Hetzel (p. 21-30).

III

dans la brume.

Fort heureusement, rien de tout cela ne devait arriver. Le 10 mai naquit à son heure sans qu’aucun événement nouveau se fût produit.

Lorsque Robert s’embarqua ce jour-là, on achevait d’amarrer le navire, cap au large, à l’appontement, d’où, le soir, il s’élancerait vers la mer. Robert avait voulu être de bonne heure à son poste, mais, en mettant le pied à bord, il comprit l’inutilité de cet excès de zèle. Aucun voyageur ne s’était encore présenté.

Robert connaissait le numéro de sa cabine, le 17. Son mince bagage y fut transporté. Libre alors de ses mouvements, il regarda autour de lui.

Un homme à casquette triplement galonnée, le capitaine Pip évidemment, se promenait de bâbord à tribord sur la passerelle, en mâchonnant à la fois sa moustache grise et un cigare. Petit de taille, les jambes torses comme un basset, l’air rude et sympathique, c’était un spécimen accompli du « lupus maritimus », ou du moins d’une des nombreuses variétés de cette espèce de la faune humaine.

Sur le pont, des matelots réparaient le désordre causé par la mise à quai. Ils lovaient des manœuvres, les paraient pour l’appareillage.

Ce travail achevé, le capitaine descendit de la passerelle et disparut dans sa cabine. Le second l’imita aussitôt, tandis que l’équipage s’affalait par le panneau de l’avant. Seul, un lieutenant, qui avait accueilli Robert à son arrivée, demeura près la coupée. Le silence régna sur le navire déserté.

Robert, désœuvré, entama, pour tuer le temps, la visite complète du bâtiment.

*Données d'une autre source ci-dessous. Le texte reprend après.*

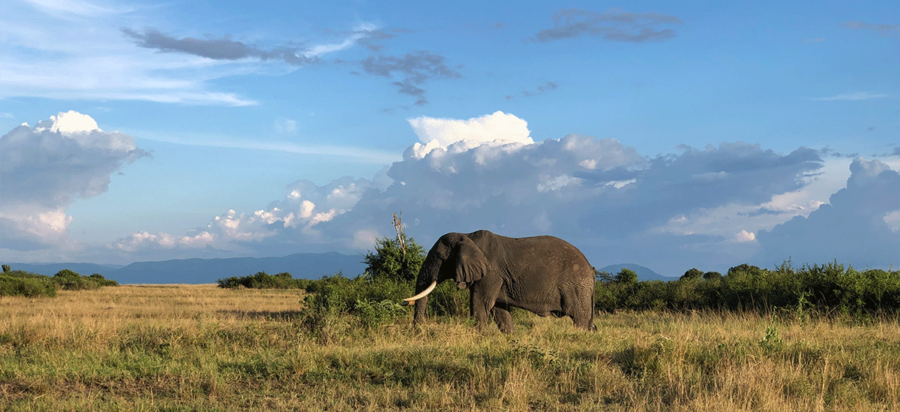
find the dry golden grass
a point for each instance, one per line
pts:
(201, 347)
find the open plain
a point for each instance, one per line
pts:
(176, 347)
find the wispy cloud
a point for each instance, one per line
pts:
(359, 154)
(42, 58)
(852, 96)
(227, 49)
(412, 70)
(613, 25)
(546, 87)
(881, 29)
(72, 8)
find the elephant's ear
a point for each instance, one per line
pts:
(471, 264)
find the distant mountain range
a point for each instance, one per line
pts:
(198, 271)
(643, 273)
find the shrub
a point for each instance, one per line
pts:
(626, 276)
(263, 280)
(372, 300)
(823, 288)
(21, 283)
(390, 261)
(25, 284)
(692, 274)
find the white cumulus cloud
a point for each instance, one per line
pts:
(46, 168)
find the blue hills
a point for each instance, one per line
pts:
(199, 271)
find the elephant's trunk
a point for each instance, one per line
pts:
(421, 294)
(419, 317)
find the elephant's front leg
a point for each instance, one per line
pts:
(483, 296)
(502, 317)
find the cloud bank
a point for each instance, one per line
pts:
(716, 206)
(46, 168)
(859, 225)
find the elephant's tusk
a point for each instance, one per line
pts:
(423, 294)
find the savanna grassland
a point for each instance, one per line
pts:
(208, 348)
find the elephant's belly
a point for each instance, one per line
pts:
(540, 309)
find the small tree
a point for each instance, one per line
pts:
(626, 276)
(692, 274)
(712, 275)
(603, 276)
(66, 273)
(390, 262)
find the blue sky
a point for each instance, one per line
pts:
(696, 134)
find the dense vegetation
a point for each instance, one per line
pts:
(822, 289)
(373, 297)
(22, 283)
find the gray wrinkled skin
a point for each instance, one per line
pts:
(543, 274)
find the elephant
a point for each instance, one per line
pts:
(543, 274)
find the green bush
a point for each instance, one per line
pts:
(390, 261)
(29, 286)
(22, 283)
(372, 301)
(263, 280)
(69, 280)
(824, 288)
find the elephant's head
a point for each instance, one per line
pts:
(454, 256)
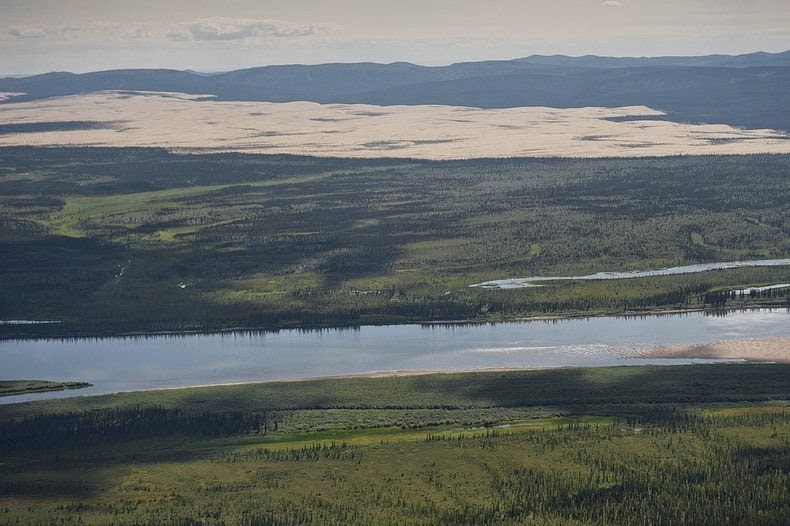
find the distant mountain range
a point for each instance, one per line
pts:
(751, 91)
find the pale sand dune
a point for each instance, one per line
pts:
(184, 123)
(759, 350)
(7, 95)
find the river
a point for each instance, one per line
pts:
(151, 362)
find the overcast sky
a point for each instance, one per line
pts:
(37, 36)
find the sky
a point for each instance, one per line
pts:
(38, 36)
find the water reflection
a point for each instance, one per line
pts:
(178, 360)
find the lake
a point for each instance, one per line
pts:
(151, 362)
(516, 283)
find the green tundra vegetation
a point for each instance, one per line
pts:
(698, 444)
(16, 387)
(111, 241)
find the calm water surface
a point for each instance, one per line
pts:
(135, 363)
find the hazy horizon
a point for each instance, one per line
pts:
(39, 36)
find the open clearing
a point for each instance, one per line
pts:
(193, 123)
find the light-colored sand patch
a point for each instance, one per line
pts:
(758, 350)
(4, 95)
(187, 123)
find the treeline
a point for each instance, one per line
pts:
(103, 239)
(126, 423)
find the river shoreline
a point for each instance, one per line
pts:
(474, 321)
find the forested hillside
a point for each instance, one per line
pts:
(120, 240)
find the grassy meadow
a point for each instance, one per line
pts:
(626, 445)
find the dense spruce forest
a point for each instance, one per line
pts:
(697, 444)
(110, 241)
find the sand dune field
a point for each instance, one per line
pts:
(194, 123)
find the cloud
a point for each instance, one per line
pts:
(217, 29)
(92, 30)
(27, 32)
(225, 29)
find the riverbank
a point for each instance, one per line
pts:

À l’avant, l’équipage et la cuisine, et, au-dessous, une cale pour les ancres, chaînes et cordages divers. Au centre, les machines, l’arrière demeurant réservé aux passagers.

Là, dans l’entrepont, entre les machines et le couronnement, soixante à soixante-dix cabines s’alignaient. Celle de Robert était du nombre, très suffisante, ni mieux, ni plus mal que les autres.

Au-dessous de ces cabines, régnait le maître d’hôtel, dans son empire : la cambuse. Au-dessus, entre le pont proprement dit et le faux-pont supérieur appelé spardeck, la salle à manger-salon, très vaste et assez luxueusement décorée. Une longue table traversée par le mât d’artimon l’occupait presque toute, centre d’un ovale de divans qui en meublaient le pourtour.

Cette salle, éclairée par de nombreuses fenêtres prenant jour sur la coursive qui l’entourait, se terminait à un couloir en croix, où l’escalier des cabines venait s’amorcer. La branche transversale de ce couloir donnait de part et d’autre sur la coursive extérieure. Quant à la branche longitudinale, avant d’aboutir sur le pont, elle séparait et desservait le smoking-room et, en face, le reading-room, puis à tribord la vaste cabine du capitaine, et à bâbord celles plus exiguës du second et du lieutenant. Ces officiers pouvaient ainsi exercer leur surveillance jusqu’au gaillard d’avant.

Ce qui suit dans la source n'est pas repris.